Brenden Aaronson, 17, decided to turn down his previous commitment to Indiana University in order to continue his soccer career at home as a pro with the Philadelphia Union
Imagine you’re 17 years old and all of your friends are getting their first month of their senior year of high school underway while you’re putting your signature on a professional contract.
When your best friends are returning from the holiday break in January, your contract kicks in. When they’re helping their families dig out of snow in February, you’re in training camp in Florida with your new co-workers. When they’re counting down the days until spring break, you’re making your debut with the Philadelphia Union.
If you’re Brenden Aaronson, you can stop imagining. All of this became the 17-year-old’s new reality last month, when he made the decision to turn down his commitment to the University of Indiana and begin playing professional soccer with Philadelphia’s Major League Soccer team.
Even for Aaronson, though, it’s a lot to wrap your head around when you take a step back and think about it in that context.
“It honestly took me a little bit, I was in shock for at least a week,” Aaronson said about 2.5 weeks after signing a three-year deal with the Union. “It all kind of settled in two or three days ago. It wasn’t that long ago when it settled in, which is kind of crazy.”
The Medford teenager paused.
“It still really hasn’t settled in, to be honest,” he said.
Aaronson is the Union’s first Homegrown player from New Jersey. Per the MLS’ Homegrown provision, a club may sign a player to a contract without subjecting him to the draft “if the player has been a member of a club’s youth academy for at least one year and has met the necessary training and retention requirements.”
So Aaronson isn’t making the jump from high school soccer to the pros, though. He played in 14 games this season with the Bethlehem Steel, an affiliate team with the Philadelphia Union. And he’s been groomed for a while by his dad, Rusty Aaronson, who runs Real New Jersey Football Club, a premier, academy-level youth program based in Medford.
Aaronson hasn’t even been with his friends at Shawnee High School since his freshman year — he’s done his schooling at YSC Academy, a private high school in Wayne, Pa., that doubles as a development camp for young players under contracts with the Philadelphia Union. He even went to training camp with the Union last spring.
So he’s been focused on a soccer career for a while. Still, when the reality sets in after touching pen to paper, when you’re posing with the Union’s coach for a photo opportunity on the day you sign your contract, and you have people scheduling marketing photo sessions and interviews with one media outlet after another, it can be easy to feel your head begin to spin.
Fortunately that’s one of the center midfielder’s other strong traits on and off the soccer field: He stays humble and grounded no matter the situation.
“He’s always been that way,” Rusty Aaronson said, “and that’s what I’m most proud of.”
Aaronson is obviously a highly skilled player on the pitch, but it’s not as if everything has come easily for him. Like deciding to choose pro soccer over college.

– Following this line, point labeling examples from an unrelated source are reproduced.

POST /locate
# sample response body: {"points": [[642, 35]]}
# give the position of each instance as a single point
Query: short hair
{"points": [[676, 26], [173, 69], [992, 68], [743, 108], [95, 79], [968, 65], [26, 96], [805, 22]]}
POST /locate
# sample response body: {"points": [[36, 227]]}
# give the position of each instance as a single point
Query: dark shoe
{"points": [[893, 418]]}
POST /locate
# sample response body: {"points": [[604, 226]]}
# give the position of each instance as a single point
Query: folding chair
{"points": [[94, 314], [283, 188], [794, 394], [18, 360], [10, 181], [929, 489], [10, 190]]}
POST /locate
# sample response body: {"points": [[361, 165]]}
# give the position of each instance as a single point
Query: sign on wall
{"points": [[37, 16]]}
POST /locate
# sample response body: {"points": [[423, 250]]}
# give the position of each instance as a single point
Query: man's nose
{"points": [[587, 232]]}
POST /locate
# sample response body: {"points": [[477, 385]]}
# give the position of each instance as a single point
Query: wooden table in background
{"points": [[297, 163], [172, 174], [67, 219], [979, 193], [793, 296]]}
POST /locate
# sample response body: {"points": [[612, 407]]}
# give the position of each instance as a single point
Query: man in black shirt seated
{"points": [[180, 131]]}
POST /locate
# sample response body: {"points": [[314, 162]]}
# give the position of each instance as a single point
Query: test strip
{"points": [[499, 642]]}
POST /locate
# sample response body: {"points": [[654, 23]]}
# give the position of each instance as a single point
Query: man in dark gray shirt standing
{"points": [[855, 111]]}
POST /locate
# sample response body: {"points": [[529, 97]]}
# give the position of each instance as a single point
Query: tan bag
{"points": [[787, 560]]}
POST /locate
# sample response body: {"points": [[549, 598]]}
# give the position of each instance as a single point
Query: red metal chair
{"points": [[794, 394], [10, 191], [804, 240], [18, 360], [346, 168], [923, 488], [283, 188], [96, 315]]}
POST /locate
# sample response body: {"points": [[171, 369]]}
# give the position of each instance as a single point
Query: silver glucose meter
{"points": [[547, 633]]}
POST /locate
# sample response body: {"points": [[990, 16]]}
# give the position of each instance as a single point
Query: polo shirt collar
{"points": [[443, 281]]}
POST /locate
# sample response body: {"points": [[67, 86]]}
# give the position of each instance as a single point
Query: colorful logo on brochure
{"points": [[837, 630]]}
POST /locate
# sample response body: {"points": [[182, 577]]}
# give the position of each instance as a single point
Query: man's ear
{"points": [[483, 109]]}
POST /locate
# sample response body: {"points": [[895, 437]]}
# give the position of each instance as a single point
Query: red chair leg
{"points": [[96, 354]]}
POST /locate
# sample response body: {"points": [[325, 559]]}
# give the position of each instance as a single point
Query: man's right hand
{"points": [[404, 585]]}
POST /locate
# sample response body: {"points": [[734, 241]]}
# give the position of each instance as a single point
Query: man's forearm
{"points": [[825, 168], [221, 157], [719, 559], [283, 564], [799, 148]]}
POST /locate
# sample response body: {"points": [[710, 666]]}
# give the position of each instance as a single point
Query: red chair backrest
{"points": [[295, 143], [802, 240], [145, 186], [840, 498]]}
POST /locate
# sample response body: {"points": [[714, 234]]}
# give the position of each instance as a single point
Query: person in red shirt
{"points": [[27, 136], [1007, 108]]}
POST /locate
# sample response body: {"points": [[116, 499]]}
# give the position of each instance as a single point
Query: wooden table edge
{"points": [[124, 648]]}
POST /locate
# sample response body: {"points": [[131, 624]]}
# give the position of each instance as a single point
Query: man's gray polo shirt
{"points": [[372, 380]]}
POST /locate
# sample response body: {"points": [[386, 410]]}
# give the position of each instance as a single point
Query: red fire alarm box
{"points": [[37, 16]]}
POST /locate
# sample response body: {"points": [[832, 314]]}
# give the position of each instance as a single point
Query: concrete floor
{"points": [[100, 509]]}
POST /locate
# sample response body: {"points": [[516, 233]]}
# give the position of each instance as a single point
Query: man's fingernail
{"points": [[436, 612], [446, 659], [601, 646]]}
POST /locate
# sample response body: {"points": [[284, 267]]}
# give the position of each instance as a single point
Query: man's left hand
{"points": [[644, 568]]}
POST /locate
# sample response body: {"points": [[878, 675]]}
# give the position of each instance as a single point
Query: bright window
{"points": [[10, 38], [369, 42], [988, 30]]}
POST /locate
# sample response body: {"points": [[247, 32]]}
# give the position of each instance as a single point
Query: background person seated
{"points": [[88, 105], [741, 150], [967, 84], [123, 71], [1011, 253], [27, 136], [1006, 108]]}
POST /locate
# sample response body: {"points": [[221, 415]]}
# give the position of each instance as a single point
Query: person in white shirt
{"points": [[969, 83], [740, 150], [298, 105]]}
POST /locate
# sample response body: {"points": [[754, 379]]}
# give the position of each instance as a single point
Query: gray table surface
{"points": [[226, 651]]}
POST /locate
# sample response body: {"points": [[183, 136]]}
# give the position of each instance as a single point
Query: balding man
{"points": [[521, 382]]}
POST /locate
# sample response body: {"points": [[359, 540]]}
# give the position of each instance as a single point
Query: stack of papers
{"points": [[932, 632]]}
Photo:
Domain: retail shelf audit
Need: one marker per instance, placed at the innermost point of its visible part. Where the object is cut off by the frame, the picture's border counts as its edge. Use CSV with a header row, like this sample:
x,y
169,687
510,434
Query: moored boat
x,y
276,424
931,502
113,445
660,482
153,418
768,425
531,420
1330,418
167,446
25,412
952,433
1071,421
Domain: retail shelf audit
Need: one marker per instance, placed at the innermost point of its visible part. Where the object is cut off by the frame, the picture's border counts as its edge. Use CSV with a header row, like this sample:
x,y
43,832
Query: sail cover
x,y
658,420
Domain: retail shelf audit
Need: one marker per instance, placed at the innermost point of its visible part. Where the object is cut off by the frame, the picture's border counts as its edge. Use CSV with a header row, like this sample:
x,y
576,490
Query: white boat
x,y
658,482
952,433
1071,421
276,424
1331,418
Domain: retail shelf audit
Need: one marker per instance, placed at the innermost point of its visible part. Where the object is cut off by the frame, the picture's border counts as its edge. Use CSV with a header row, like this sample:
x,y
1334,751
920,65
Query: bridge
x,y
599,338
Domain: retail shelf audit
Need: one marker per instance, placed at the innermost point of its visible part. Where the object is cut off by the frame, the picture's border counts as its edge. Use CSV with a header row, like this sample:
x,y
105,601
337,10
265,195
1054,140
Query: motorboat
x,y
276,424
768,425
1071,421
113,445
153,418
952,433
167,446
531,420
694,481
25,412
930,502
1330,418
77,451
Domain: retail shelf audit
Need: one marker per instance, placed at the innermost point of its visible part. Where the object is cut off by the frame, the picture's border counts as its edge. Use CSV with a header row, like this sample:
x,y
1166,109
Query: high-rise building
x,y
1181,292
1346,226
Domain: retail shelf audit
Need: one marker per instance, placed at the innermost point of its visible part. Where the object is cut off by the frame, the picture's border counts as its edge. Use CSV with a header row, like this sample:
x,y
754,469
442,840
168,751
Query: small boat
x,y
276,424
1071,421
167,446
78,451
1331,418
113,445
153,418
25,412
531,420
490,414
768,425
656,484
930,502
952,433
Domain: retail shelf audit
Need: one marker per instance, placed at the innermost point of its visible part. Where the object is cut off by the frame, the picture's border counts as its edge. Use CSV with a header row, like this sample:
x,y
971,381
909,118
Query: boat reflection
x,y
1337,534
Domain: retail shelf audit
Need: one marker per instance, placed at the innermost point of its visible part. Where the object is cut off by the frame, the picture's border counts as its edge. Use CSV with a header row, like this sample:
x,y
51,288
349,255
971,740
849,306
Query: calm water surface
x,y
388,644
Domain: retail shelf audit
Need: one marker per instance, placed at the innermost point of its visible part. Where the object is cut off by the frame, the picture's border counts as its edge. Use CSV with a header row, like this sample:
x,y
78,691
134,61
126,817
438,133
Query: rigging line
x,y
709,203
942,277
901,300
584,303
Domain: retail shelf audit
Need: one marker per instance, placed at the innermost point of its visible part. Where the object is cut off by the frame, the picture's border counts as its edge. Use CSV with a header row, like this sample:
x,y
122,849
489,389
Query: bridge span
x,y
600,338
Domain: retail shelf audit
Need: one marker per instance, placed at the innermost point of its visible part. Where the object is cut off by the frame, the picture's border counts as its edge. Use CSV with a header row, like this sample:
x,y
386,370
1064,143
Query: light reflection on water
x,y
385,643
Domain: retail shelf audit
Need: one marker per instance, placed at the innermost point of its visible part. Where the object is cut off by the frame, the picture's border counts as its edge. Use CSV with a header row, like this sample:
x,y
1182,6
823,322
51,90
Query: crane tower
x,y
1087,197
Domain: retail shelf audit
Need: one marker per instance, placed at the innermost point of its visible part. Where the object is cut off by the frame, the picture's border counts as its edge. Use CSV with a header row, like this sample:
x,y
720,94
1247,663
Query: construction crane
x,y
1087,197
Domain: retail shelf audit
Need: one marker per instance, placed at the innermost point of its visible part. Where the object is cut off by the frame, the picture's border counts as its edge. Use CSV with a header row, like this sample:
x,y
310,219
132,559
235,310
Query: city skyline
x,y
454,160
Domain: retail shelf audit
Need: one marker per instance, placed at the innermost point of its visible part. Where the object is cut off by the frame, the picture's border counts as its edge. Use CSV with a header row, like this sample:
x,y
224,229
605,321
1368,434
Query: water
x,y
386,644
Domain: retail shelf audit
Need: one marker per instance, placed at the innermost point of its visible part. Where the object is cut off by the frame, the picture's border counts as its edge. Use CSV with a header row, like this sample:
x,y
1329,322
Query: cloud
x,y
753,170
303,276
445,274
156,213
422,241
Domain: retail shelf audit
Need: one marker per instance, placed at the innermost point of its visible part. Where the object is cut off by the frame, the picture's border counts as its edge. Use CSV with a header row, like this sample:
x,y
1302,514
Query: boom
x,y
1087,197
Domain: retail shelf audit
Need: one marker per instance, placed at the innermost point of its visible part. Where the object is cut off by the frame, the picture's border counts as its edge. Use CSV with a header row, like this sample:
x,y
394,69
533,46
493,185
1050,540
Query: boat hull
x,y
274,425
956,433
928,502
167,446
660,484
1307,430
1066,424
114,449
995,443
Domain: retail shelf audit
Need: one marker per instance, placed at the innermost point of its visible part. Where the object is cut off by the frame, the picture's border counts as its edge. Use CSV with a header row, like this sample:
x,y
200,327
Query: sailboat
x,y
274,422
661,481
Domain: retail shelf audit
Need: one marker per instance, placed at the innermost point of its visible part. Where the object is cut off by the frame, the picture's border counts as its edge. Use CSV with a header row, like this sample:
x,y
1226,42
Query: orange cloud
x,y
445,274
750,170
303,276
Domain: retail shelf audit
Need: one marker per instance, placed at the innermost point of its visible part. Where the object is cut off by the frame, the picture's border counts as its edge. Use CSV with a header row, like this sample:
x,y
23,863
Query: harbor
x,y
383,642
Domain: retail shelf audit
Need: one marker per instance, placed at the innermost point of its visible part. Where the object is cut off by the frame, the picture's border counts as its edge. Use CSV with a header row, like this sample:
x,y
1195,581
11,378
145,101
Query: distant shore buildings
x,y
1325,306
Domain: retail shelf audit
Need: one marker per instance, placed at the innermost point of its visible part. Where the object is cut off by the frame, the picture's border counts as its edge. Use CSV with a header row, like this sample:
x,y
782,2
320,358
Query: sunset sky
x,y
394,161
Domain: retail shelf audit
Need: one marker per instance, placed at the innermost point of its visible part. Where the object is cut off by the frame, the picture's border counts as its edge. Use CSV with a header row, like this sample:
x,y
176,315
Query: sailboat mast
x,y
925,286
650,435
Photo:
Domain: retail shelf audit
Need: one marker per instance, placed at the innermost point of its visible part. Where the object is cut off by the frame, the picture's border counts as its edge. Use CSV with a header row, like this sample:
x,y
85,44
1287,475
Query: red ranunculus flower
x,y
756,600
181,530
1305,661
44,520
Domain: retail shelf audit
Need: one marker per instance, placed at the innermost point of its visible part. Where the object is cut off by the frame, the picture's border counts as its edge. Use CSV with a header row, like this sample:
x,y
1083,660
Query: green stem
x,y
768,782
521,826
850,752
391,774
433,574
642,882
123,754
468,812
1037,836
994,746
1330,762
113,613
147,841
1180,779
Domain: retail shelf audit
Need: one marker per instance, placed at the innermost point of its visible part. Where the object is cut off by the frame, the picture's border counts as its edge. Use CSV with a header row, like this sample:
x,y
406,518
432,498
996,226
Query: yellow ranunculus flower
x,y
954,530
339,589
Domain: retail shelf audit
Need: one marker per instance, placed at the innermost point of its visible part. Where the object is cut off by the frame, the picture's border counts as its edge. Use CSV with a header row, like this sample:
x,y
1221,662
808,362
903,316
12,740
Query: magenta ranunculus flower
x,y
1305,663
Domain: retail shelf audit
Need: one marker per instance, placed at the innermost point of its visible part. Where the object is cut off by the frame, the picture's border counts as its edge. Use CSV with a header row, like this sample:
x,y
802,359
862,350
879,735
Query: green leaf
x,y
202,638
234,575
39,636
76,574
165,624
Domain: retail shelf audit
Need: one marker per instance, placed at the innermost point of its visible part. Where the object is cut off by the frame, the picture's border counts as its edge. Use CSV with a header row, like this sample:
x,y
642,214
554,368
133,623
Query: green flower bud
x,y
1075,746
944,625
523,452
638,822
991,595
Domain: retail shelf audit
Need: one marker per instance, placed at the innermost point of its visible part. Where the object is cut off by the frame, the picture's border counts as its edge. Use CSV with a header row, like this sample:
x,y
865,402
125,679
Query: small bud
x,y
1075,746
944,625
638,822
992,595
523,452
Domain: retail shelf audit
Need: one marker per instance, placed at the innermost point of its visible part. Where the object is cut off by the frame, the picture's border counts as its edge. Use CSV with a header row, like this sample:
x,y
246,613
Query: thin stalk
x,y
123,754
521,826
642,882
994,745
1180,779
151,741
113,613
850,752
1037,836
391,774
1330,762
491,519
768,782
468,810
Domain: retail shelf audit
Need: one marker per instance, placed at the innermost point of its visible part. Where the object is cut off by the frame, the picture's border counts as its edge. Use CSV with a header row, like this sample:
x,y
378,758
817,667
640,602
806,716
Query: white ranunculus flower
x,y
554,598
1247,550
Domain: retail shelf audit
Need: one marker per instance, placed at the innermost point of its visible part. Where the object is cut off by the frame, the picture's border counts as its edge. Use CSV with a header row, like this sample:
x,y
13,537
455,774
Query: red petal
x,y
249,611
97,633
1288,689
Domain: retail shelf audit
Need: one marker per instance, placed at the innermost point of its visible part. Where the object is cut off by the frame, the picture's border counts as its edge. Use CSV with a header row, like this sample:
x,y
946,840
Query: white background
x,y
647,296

But he decided to follow his heart, despite being excited to go to Indiana initially.
“A lot of Americans go to college before turning pro, so it was a really tough decision, making it with my family, they wanted me to go to college but they also wanted what was best for me,” he said. “College is also just a great experience, so it was such a tough decision. But for me, I just wanted to keep following my dream of playing soccer, so I just thought it was the best decision.”
He also realizes there will be challenges as an 18-year-old rookie (his birthday is later this month) in the MLS next spring and summer. He’s listed at 5–10 but there will surely be some players in the league who regularly outweigh him by 30 or 40 pounds.
“I went to preseason with the first team last February so I had a feel for it, but yeah, it’s really hard for an undersized kid to go against these men,” Aaronson admitted. “But you figure it out. It’s just that soccer mentality, you figure it out.”
Aaronson isn’t likely to be the last member of his family to make headlines for his soccer prowess. His younger brother, Paxten, is 15 years old and already enrolled at YSC Academy, and his 12-year-old sister, Jaden, plays the game, too. (His mother, Janell is the only one without a soccer background — she rode horses).
Family obviously played a part in all of the adult decisions the 17-year-old Aaronson has had to make lately. In addition to going to college, he could have signed with a number of teams overseas.
As with college, which will be paid for by the Union thanks to his contract, playing in Europe can wait.
“I think the decision between Europe and here is I have such a loving group of people here that I can go to if I need help along this journey,” he said. “I think that was one of the big things for me. But that’s my dream, to go play in Europe. I’m going to do as much as I can here to get over there.”